I am from a small town in South India. My parents and extended family are school teachers. Naturally, I wanted to be a teacher when I grew up. But I wanted to “be ambitious,” so I aspired to become a lecturer in a college. That was the extent of my ambition as a young boy.

Then I got into an engineering college. My “ambition” became “a lecturer in an engineering college,” because I thought big!

When in college, I started reading the Bible, which led me to cognitive dissonance. St. Paul says, godliness with contentment is good. He goes on to say, “I have learned to live in abundance and in need.” But this is the man who single-handedly took Christianity to all known parts of the world of his time. He writes about his ambition to spread that idea everywhere. Should I follow what he said or how he walked?

Should I be content, which leads to lethargy, or should I be ambitious, which seems to lead to pride and disappointment? Is this a paradox to explore or a dissonance to solve?

I read as many books on this topic and listened to philosophers and yogis. I oscillated between experimenting with contentment and ambition. I didn’t get a clear answer. The answer was always right there in front of me, but I had to pursue persistently to show that I was desperate for the answer.

Recently, while thinking more about the topic, everything came together. There are three aspects to life in this context: being, doing, and having.

  • Being - what you are; who you are; what characters you exhibit etc
  • Doing - what you do for yourself, family, and others.
  • Having - what you accumulate in this life - not just tangible things like money, car, and house but also intangible things like fame, network.
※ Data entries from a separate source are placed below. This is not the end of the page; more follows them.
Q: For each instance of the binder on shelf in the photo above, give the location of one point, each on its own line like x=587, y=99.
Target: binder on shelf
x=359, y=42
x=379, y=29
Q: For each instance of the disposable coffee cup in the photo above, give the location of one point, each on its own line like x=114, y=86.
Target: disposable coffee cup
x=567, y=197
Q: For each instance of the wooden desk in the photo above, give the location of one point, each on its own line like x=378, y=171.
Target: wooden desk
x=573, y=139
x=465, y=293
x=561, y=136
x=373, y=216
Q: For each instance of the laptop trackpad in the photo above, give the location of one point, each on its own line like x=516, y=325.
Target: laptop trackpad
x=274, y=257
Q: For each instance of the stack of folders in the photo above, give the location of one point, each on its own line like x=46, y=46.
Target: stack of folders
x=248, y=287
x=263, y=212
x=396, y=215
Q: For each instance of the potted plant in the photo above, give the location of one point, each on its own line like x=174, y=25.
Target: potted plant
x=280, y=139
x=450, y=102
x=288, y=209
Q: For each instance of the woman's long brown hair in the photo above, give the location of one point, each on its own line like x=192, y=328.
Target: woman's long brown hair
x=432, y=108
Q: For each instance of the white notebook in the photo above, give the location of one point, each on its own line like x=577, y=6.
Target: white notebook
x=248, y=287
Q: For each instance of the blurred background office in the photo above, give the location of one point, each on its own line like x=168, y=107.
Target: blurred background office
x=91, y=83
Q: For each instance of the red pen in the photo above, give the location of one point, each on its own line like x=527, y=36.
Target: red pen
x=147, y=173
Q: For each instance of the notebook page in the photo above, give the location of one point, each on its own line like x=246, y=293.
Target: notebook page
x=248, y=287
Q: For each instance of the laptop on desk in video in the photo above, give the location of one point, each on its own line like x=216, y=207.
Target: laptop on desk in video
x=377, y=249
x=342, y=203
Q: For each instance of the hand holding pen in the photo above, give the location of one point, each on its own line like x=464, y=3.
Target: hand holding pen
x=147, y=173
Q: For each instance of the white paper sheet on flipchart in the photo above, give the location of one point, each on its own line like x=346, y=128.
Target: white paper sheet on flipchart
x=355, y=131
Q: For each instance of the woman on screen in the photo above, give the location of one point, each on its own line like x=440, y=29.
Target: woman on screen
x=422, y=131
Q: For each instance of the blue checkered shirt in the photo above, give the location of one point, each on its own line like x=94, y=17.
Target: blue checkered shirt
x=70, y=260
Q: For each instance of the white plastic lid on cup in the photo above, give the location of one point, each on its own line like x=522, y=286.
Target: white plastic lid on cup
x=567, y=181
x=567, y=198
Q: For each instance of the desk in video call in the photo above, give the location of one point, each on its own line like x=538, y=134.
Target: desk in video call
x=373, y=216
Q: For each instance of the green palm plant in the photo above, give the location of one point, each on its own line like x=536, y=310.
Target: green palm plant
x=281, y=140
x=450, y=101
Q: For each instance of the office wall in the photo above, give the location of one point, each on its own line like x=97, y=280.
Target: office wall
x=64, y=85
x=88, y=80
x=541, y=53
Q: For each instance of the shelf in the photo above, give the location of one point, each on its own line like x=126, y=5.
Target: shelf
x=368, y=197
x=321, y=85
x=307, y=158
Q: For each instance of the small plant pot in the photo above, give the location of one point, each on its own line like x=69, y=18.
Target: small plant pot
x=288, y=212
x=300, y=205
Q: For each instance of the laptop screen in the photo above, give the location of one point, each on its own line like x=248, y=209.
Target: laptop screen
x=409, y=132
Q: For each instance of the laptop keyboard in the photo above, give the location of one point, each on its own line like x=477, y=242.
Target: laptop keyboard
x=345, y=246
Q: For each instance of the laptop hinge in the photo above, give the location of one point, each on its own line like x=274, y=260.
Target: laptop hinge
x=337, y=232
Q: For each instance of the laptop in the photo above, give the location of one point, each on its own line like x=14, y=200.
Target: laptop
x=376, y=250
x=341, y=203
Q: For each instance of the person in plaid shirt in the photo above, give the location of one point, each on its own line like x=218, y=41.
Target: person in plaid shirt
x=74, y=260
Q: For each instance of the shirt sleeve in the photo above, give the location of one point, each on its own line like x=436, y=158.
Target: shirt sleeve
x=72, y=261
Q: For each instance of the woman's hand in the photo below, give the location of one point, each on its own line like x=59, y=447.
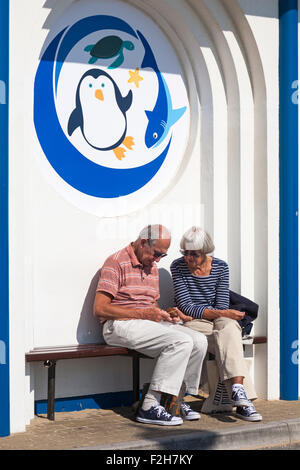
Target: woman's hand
x=175, y=313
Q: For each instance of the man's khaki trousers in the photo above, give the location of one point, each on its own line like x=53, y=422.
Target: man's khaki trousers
x=179, y=351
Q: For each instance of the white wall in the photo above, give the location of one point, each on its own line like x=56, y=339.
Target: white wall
x=227, y=182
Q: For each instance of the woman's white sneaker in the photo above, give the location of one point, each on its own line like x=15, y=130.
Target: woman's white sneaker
x=248, y=413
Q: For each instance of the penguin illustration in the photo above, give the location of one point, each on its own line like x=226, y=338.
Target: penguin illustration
x=100, y=113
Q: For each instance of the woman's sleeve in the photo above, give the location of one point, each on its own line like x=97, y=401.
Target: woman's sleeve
x=222, y=290
x=182, y=296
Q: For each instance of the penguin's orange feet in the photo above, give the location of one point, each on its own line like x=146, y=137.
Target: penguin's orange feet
x=128, y=142
x=119, y=152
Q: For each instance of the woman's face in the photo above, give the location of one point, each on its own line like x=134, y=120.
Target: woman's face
x=193, y=258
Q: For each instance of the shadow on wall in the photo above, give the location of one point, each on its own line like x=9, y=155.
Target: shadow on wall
x=166, y=289
x=89, y=329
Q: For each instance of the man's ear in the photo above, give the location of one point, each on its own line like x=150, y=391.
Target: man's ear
x=143, y=242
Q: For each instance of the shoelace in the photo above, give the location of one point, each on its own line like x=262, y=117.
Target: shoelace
x=240, y=392
x=186, y=407
x=251, y=408
x=161, y=412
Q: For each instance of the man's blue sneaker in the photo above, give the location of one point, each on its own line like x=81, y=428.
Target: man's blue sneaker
x=188, y=413
x=158, y=415
x=239, y=397
x=248, y=413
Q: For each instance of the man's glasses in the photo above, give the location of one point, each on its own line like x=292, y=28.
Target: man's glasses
x=158, y=254
x=194, y=254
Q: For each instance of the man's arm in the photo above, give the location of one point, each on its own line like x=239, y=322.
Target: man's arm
x=103, y=308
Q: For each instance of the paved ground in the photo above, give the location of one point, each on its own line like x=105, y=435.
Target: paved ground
x=117, y=429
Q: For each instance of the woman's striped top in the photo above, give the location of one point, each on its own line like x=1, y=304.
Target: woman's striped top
x=193, y=294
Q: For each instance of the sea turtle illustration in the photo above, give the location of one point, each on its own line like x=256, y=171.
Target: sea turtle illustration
x=108, y=47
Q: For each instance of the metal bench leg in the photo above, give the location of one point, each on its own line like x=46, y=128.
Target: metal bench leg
x=51, y=388
x=136, y=377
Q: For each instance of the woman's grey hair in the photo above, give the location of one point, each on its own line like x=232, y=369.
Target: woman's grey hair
x=152, y=233
x=198, y=239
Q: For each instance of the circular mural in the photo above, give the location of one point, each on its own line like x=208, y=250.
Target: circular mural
x=110, y=108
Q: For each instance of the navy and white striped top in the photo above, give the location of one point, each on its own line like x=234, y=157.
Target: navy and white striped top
x=193, y=294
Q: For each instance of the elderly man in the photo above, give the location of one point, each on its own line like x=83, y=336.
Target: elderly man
x=126, y=302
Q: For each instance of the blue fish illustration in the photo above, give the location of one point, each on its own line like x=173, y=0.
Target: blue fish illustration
x=163, y=116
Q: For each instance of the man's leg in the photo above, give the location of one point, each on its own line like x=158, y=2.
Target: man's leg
x=172, y=347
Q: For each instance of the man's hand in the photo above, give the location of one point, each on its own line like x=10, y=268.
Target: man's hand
x=174, y=312
x=156, y=314
x=234, y=314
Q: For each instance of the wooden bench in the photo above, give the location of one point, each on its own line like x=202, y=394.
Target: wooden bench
x=50, y=355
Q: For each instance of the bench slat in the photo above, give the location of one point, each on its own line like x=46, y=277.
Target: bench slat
x=75, y=351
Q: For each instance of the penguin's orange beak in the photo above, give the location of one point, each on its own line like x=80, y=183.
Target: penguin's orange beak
x=99, y=95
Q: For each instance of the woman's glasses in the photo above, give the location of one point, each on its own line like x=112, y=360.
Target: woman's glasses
x=194, y=254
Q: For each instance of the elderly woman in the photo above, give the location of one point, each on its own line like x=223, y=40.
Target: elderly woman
x=201, y=286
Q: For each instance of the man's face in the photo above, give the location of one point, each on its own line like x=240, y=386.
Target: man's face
x=148, y=254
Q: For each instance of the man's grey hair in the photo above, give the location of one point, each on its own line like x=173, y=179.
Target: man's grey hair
x=197, y=239
x=152, y=233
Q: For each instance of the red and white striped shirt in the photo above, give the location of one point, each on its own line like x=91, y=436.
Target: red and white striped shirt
x=123, y=277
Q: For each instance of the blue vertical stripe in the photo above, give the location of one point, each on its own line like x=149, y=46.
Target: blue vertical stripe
x=288, y=170
x=4, y=305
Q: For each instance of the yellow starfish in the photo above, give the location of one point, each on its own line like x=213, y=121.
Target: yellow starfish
x=135, y=77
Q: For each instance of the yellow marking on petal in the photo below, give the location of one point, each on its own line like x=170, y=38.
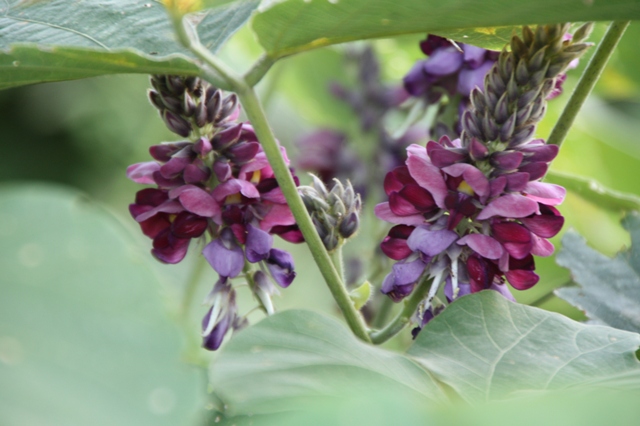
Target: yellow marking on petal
x=233, y=199
x=486, y=30
x=465, y=188
x=182, y=7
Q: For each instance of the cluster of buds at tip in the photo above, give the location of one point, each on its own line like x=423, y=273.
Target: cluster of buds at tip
x=186, y=104
x=513, y=100
x=335, y=213
x=218, y=188
x=471, y=213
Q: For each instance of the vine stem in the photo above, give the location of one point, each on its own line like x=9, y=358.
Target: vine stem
x=271, y=147
x=587, y=81
x=404, y=317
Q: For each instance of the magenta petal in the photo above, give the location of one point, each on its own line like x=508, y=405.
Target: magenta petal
x=278, y=215
x=258, y=244
x=484, y=245
x=541, y=247
x=383, y=212
x=170, y=206
x=521, y=279
x=143, y=172
x=473, y=176
x=426, y=174
x=228, y=262
x=545, y=226
x=429, y=242
x=545, y=193
x=196, y=200
x=507, y=160
x=517, y=181
x=509, y=206
x=235, y=186
x=401, y=207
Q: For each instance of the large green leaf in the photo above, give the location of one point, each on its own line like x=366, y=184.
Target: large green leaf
x=296, y=358
x=53, y=40
x=84, y=337
x=486, y=348
x=292, y=26
x=609, y=288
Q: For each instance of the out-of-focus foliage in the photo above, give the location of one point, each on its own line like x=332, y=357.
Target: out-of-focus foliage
x=609, y=289
x=84, y=337
x=42, y=41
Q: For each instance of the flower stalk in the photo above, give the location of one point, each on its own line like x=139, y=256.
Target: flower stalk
x=588, y=80
x=257, y=117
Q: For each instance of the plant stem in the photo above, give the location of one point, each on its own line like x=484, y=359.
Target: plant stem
x=404, y=317
x=191, y=286
x=271, y=148
x=256, y=116
x=587, y=81
x=258, y=70
x=338, y=262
I realized that Paul was ambitious in being and doing but content in having.

I should be ambitious in being and becoming a better person; I should be ambitious in doing good for others and myself; I should be ambitious in making this world a better place; I should be ambitious in fulfilling my purpose in this life. It’s no humility to live a lesser life than the one you are capable of living. At the same time, I should be content with what I have achieved, acquired, and accumulated.

As the Chinese say, this is yin and yang. You need to have this duality at the same time. Only then you feel fulfilled. Just because I stumbled on this doesn’t mean I am practicing it, but there is great peace in resolving it.